GG McGee cut in. “My note said that they’d taken my little Molly!” she wailed, clenching her teeth as new tears began to form in the corners of her eyes. “And that I’d never see her again unless I showed up! She’s so young! She has a career of stardom and glory ahead of her! I can’t imagine going on without her!” As she began to sob, Dr. Devilish offered her a few weak pats on the back. “I bumped into Dr. Devilish as we were walking in,” she said, regaining control. “I almost knocked his teeth out with my handbag.”

“Messing around in the
Strange Science
lab has made me very good at ducking,” he replied with a shallow smile, trying to lighten the mood.

“What about you?” Fisher said, looking hard at Keels.

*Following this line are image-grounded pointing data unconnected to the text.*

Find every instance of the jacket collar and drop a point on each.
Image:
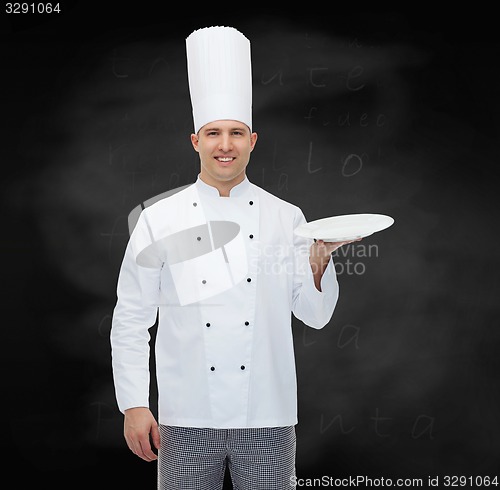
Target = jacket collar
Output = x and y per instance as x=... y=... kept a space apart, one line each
x=238 y=190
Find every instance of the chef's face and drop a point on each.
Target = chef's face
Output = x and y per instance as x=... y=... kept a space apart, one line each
x=224 y=147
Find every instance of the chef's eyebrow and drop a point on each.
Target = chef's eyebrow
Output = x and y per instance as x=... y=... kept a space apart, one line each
x=235 y=128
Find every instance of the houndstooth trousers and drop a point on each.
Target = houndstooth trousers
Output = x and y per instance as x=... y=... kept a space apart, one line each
x=257 y=458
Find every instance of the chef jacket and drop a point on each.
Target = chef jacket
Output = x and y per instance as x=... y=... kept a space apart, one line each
x=224 y=358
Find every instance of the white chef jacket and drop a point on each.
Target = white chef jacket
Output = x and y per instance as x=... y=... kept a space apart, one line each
x=227 y=359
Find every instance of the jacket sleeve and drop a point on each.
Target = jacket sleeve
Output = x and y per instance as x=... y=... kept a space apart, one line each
x=134 y=314
x=314 y=308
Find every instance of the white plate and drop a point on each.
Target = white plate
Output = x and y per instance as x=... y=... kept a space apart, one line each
x=345 y=227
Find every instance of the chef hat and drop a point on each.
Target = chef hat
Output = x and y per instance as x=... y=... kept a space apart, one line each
x=220 y=75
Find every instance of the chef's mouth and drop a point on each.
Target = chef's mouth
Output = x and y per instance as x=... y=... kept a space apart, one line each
x=225 y=160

“Oh, uh,” he started, reaching up and scratching the
back of his head, “the note threatened blackmail.…” A whine crept into his voice, and he looked nervously at GG McGee. Fisher saw her give him a minute shake of the head.

“That’s ridiculous,” GG said forcedly. “You have nothing to hide.”

“No, no, of course not,” Kevin stammered eagerly. “I … really don’t have any idea what the note meant. I came here to find out.”

Fisher’s eyes burned into Keels’s. He knew
exactly
what Kevin’s secret was. The only thing that kept him from pressing the pop singer to reveal the truth was the fact that he had an even bigger secret of his own.

“How about you, Basley?” Keels asked as if on cue.

He felt Amanda suck in a breath next to him.

“I … like to conduct scientific experiments in my off time,” Fisher said. “One of them produced some … embarrassing results. I’d rather not have those results be public.” Fisher was getting very good at the not technically lying game.

“Who could have brought us here?” said McGee, looking around at the cluttered soundstage. “Who would be so heartless as to kidnap poor Molly?”

“And what in the world
is
this place?” Dr. Devilish demanded.

Before anyone could answer, a heavy series of clanks
gave them a half second’s warning before the lights blazed into full force. Fisher’s vision went temporarily white.

Then, as his eyes adjusted, he found himself surrounded by reasons to wish the lights had just stayed off.